Joke Collection Website - Mood Talk - The teacher's witty conversation

The teacher's witty conversation

Tell me something interesting about the teacher.

Boys and girls, please raise your hand if you understand. Neither is necessary. Tell me something interesting about your teacher and you can tell me anything interesting about your teacher.

Selected anecdotes of teachers 1. Two characteristics of China people. They don't like telling the truth, and they don't like listening to it.

2. Students just don't know how to cherish Chinese. Do you think your total score can be seen without Chinese?

Some students are always expressionless no matter what I say. Do you have facial paralysis? What's your relationship with Stallone?

4. The junior middle school English teacher is bald. One day in class, he asked a classmate. What day is it today (my head is bald? ) The students thought for a moment and answered.
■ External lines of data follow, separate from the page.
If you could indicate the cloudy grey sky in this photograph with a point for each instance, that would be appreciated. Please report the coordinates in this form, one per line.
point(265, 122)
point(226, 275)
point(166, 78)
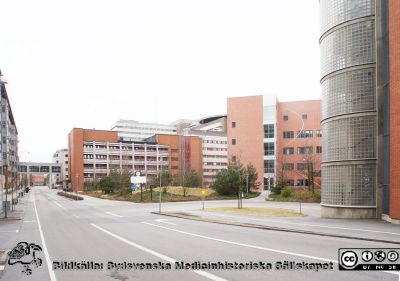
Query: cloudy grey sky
point(88, 63)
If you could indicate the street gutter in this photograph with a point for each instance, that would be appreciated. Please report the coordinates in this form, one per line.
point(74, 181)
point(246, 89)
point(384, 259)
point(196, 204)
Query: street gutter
point(182, 215)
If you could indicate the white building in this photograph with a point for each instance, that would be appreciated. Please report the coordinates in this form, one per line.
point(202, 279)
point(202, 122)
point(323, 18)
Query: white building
point(61, 157)
point(130, 130)
point(99, 158)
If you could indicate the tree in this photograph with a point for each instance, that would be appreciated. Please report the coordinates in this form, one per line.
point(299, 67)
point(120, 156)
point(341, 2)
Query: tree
point(191, 179)
point(164, 178)
point(280, 176)
point(308, 173)
point(116, 181)
point(251, 176)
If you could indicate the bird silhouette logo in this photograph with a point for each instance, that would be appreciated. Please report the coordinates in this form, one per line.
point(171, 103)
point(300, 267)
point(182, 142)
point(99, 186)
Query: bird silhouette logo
point(25, 254)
Yes ?

I used to think that people who have dreams are great, but after I went to college, I found that people who drink wine are great.
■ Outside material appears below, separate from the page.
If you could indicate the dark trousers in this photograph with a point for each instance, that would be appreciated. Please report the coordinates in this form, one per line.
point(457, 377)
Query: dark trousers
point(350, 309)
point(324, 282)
6. Many people who have just started the reform will scold him, and some even said under his windowsill that they would have trouble with their ancestors, proper relationship.

7. Don? Don't talk, I'm a diaphragm! (everyone. I'll fight you if you don't agree! )

There is a lot of snow on the ground, just like ice cream, isn't there?

9. study hard and show off in an ostentatious manner every day!

10. Let's talk about volcanoes. Some students don't like the mountains mentioned above, so they are interested in volcanoes. They also want me to explode from time to time in class.

1 1. There are two things in the world that can't be deceived, one is the vast universe, and the other is your own conscience.

12. Now, you should study hard, take the postgraduate entrance examination [Weibo], finish your master's degree and doctor's degree, and then try your best to run for a doctor's degree.

13. Don't compare your own shortcomings with the advantages of others, so you will feel inferior. For example, don't compare a tricycle with the old man at the door. You must be better than others. You should compare math with them? Of course, some students may even be inferior to others in math?

14. If you are rich and uneducated, use Nokia.

15. The students are making trouble below, and the Chinese teacher said loudly. You stand on the blackboard! ? It's hard!

Interesting talk about teachers, enjoy 1. For students who choose the wrong questions, I strongly suggest that you calm down immediately.

2. Take copying as the main task, supplemented by Mongolia, and combine copying with Mongolia to ensure accurate clearance.

Don't turn your pen, turn your head. Yidian market network

4. What is better than admitting your shit? What good quality!

There are some students in the back row now. He always sits there thinking with a melancholy expression and doing nothing. I saw Fan Zhongyan's elegant demeanor in his face, and I was worried about the world first.

The river in the northeast is different from ours. There are two flood seasons in a year, so the northeast people have two chances to drown in a year.

7. Can I make a comment? Although I won't adopt them, the law hasn't asked my opinion, has it?

8. A person's youth ends on the day when he no longer pursues it.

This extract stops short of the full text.